The autocallables may also offer alternatives to the traditional reverse convertible, he noted.

"They're less risky. The principal repayment is structured around a European-type of barrier, unlike the reverse convertibles. But you can get called during the life of the notes. So you have more chances of being right than wrong.

"I think demand for those [autocallable reverse convertibles] is driven by the need to stay short-term and to reduce risk. It's more risk-aversion-driven than yield-driven. A classic reverse convertible would give you more yield.

"You hope for a quick victory: You get your coupon, you get your money back and you move on."

"When priced correctly, people should appreciate the structure. And they do," he said.

Thomas Livingston, director of structured products at Halliday Financial Group, said that investors like automatic calls because they are reluctant to hold investments for too long.

"Everybody is looking for return right now, specifically those investors looking for current income," he said.

"We don't do reverse convertible right now because there's not enough return. You're better off owning the stock. With an autocall, you put the money out longer but you can be called sooner.

"Nobody wants to be locked in when the market changes quickly. There are more things that can go wrong in the next year than things that can go right," he said.

The average size of these reverse convertible autocallable deals was $1.5 million last week, with UBS selling nearly three-quarters of these under its trigger phoenix autocallable optimization securities brand.

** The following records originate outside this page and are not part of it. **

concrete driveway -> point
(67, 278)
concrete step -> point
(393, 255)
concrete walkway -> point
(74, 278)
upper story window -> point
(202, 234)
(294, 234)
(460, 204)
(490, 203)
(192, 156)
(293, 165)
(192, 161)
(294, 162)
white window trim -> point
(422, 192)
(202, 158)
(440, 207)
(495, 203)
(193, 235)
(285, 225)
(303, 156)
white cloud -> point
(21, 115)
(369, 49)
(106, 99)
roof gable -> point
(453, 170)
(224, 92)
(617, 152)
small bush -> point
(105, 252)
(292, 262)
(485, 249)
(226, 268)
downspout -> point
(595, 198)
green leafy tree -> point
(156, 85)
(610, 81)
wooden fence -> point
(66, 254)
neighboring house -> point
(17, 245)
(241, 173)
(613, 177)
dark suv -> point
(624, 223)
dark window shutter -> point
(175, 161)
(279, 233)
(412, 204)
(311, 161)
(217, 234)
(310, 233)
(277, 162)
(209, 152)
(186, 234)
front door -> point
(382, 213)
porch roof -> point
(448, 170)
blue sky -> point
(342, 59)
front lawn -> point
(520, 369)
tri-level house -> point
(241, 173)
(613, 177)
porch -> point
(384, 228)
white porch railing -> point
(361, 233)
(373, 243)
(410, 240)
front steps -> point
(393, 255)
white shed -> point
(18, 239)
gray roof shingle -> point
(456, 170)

However, Morgan Stanley priced the largest one - and the third one overall - with its $14.67 million of contingent income autocallable securities due Nov. 27, 2015 linked to the common stock of Apple Inc.

If Apple stock closed above a 75% barrier on a quarterly observation date, investors would receive a contingent payment of 3.0625%, otherwise, nothing. If the shares were greater than their initial price on a quarterly determination date, the notes were called.

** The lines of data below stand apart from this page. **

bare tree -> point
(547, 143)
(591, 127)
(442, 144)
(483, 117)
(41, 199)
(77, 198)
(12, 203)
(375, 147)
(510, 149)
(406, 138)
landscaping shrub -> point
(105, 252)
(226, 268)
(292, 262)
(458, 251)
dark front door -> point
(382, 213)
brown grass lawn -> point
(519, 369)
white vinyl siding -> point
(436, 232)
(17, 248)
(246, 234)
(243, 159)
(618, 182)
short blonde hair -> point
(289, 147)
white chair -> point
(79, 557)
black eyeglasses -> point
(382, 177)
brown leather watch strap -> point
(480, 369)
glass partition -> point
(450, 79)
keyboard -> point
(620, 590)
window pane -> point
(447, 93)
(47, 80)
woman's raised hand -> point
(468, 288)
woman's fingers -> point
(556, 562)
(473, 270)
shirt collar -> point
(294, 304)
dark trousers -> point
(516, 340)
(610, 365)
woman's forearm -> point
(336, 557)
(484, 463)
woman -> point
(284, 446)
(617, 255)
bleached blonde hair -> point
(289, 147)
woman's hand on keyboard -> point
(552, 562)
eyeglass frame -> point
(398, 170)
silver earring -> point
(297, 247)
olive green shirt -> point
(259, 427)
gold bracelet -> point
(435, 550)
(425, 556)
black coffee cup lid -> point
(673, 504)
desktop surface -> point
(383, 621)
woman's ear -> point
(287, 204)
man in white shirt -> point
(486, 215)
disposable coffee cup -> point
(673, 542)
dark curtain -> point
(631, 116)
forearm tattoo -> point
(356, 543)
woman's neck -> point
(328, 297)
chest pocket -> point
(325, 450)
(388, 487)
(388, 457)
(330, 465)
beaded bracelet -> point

At maturity, investors received par plus the last coupon if the final price was above the 75% downside threshold level; otherwise, they received a number of Apple shares equal to the principal amount of notes divided by the initial share price or, at Morgan Stanley's option, the cash value of those shares.

Leverage still popular

In volume, the market remained dominated by leveraged structures.

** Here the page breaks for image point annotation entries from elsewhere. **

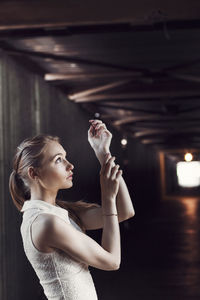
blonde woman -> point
(54, 231)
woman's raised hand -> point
(109, 178)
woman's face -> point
(55, 168)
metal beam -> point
(48, 14)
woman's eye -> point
(59, 158)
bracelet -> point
(110, 215)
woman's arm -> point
(124, 203)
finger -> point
(99, 125)
(95, 121)
(91, 131)
(119, 173)
(100, 129)
(114, 171)
(109, 165)
(104, 163)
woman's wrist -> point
(100, 154)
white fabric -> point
(61, 277)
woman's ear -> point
(32, 174)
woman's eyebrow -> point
(56, 155)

The top structure last week was a leveraged product with no downside protection. With five deals totaling $70 million in this structure type last week, last week's top deal of $50 million accounted for the bulk of these leverage-type deals with full risk exposure.

Goldman Sachs Group, Inc. priced $50 million of 0% leveraged index-linked notes due Dec. 6, 2013 tied to the S&P 500 index. The upside leverage factor was three times; the cap was 19.47%; and investors were exposed to any losses.

For the year to date, leverage with no protection has declined in volume by 28% and represents 15% of the volume. Leveraged notes with a buffer or barrier have remained flat and make for 21% of the volume.

All asset classes declined last week with the exception of FX due to a larger-than-usual currency-linked note offering also issued by Goldman with JPMorgan acting as a placement agent.

Second in size for the week, Goldman Sachs' $25 million of 0% currency-linked notes due Dec. 4, 2013 linked to the Mexican peso relative to the dollar were part of a series of recent deals built around the Mexican peso and using the same structure, all of which have known some success, according to the data.

Goldman Sachs was the top agent last week with $83 million, or 41.54% of the total, in 14 deals. It was followed by JPMorgan and Morgan Stanley.